So, are there any other ways we could store the positions of our conditions, which would allow us to insert a new one, or move one around, without having to renumber a bunch of other items?

Why yes, yes we can.

Instead of storing each position as an integer, we can instead store two numbers, and use the ratio of these two numbers as our ordering:

POSITION = ExpressionWrapper(
  models.F('position_a') / models.F('position_b'),
  output_field=models.DecimalField()
)


class PositionQuerySet(models.query.QuerySet):
    def with_position(self):
        return self.annotate(position=POSITION)

    def order_by_position(self):
        return self.order_by(POSITION)


class Condition(models.Model):
    name = models.TextField()
    penalty = models.DecimalField()
    position_a = models.IntegerField()
    position_b = models.IntegerField()

    class Meta:
      unique_together = (
        ('position_a', 'position_b'),  # In fact, this is not quite strict enough, more below.
      )

The logic behind this is that here is always the ability to find a fraction that is between two other fractions. Our initial “first” item can be given the values (1, 1), which will evaluate to 1.0

To place another item, we have three cases:

  • The new value is before the first item in the list.
  • The new value is between two existing items.
  • The new value is after the last item in the list.

Let’s look at how we can calculate the position for the newly added item:

  • Before the first item in the list:

    Increment the denominator (position_b), and use the same numerator (position_a).

    For instance, adding a new first value where our current first value is (1, 1) would give us (1, 2), which evaluates to 0.5, less than 1.0

  • After the last item in the list:

    Increment the numerator (position_a), and use the same denominator (position_b).

    For instance, adding a new value where the last value is (5, 1) would give us (6, 1), which evaluates to 6.0, greater than 5.0

  • Inserting an item between two existing items.

    Use the sum of the two numerators (position_a) as the numerator, and the sum of the two denominators (position_b) as the new denominator.
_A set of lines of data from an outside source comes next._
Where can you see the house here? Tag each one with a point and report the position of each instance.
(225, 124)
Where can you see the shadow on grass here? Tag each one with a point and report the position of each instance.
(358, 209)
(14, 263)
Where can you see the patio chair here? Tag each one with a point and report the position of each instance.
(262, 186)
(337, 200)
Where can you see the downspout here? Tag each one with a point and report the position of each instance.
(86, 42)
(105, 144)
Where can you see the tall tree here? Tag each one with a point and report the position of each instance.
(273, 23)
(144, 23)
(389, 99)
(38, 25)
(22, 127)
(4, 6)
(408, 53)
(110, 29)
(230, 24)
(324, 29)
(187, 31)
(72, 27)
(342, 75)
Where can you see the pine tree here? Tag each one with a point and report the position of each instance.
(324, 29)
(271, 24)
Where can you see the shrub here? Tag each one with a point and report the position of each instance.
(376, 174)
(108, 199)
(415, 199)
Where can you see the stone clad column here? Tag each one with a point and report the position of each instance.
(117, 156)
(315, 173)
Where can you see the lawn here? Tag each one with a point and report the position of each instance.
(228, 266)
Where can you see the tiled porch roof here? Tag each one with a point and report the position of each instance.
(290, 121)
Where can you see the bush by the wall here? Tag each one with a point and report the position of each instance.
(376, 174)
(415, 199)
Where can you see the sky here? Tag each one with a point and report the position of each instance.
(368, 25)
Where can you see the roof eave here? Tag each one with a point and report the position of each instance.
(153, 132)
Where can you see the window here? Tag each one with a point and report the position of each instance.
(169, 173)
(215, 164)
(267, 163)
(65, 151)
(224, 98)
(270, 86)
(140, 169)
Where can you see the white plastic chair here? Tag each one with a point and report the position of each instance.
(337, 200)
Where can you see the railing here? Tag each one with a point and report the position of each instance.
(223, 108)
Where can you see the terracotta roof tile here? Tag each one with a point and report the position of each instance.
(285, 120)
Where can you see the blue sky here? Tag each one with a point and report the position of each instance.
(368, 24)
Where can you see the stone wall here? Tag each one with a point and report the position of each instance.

Optionally, you can then simplify this fraction if there are common factors.

    For instance, if we have two values (1, 4) and (5, 1), we can make a new value (6, 5), which evaluates to 1.2, which is between 0.25 and 5.0.

The same operations can be performed on a move: we don’t actually care what the values are, just that the relative values are still consistent. Whenever we move an object, we just change it’s position_a and/or position_b to whatever makes sense for the new position.

<ul id="conditions">
  {% for condition in object_list %}
    <li class="condition"
        data-position-url="{% url 'condition:position' condition.pk %}"
        data-position-a="{{ condition.position_a }}"
        data-position-b="{{ condition.position_b}}">
      {{ condition.name }}
    </li>
  {% endfor %}
</ul>

<script>
  require(['sortable'], (Sortable) => {
    function save(evt) {
      const item = evt.item;
      const prev = condition.previousElementSibling;
      const next = condition.nextElementSibling;

      if (prev == null && next == null) {
        // This is the only item in the list.
        item.dataset.position_a = 1;
        item.dataset.position_b = 1;
      } else if (prev == null) {
        // This is now the first item in the list.
        item.dataset.position_a = next.dataset.position_a;
        item.dataset.position_b = Number(next.dataset.position_b) + 1;
      } else if (next == null) {
        // This is now the last item in the list.
        item.dataset.position_a = Number(prev.dataset.position_a) + 1;
        item.dataset.position_b = prev.dataset.position_b;
      } else {
        // Neither the first nor the last.
        item.dataset.position_a = Number(prev.dataset.position_a) + Number(next.dataset.position_a);
        item.dataset.position_b = Number(prev.dataset.position_b) + Number(next.dataset.position_b);
      }

      function revert() {
        if (evt.oldIndex < evt.newIndex) {
          // Move back to the old index.
          condition.before(condition.parentElement.children[evt.oldIndex]);
        } else {
          // The old index is actually in the wrong spot now,
          // move back to the old index + 1
          condition.before(condition.parentElement.children[evt.oldIndex + 1]);
        }
      }

      // This could do with some error handling...
      fetch(condition.dataset.positionUrl, {
        method: 'POST',
        body: {
          position_a: item.dataset.position_a,
          position_b: item.dataset.position_b
        },
        credentials: 'same-origin'
      }).then(response => response.json()).then(
        response => {
          if (response.status == 'error') {
            revert();
          }
        }
      );
    }


  })
</script>

Postgres ENUM types in Django

Postgres has the ability to create custom types. There are several kinds of CREATE TYPE statement:

  • composite types
  • domain types
  • range types
  • base types
  • enumerated types

I’ve used a metaclass that is based on Django’s Model classes to do Composite Types in the past, and it’s been working fairly well. The current stuff I have been working on made sense to use an Enumerated Type, because there are four possible values, and having a human readable version of them is going to be nicer than using a lookup table.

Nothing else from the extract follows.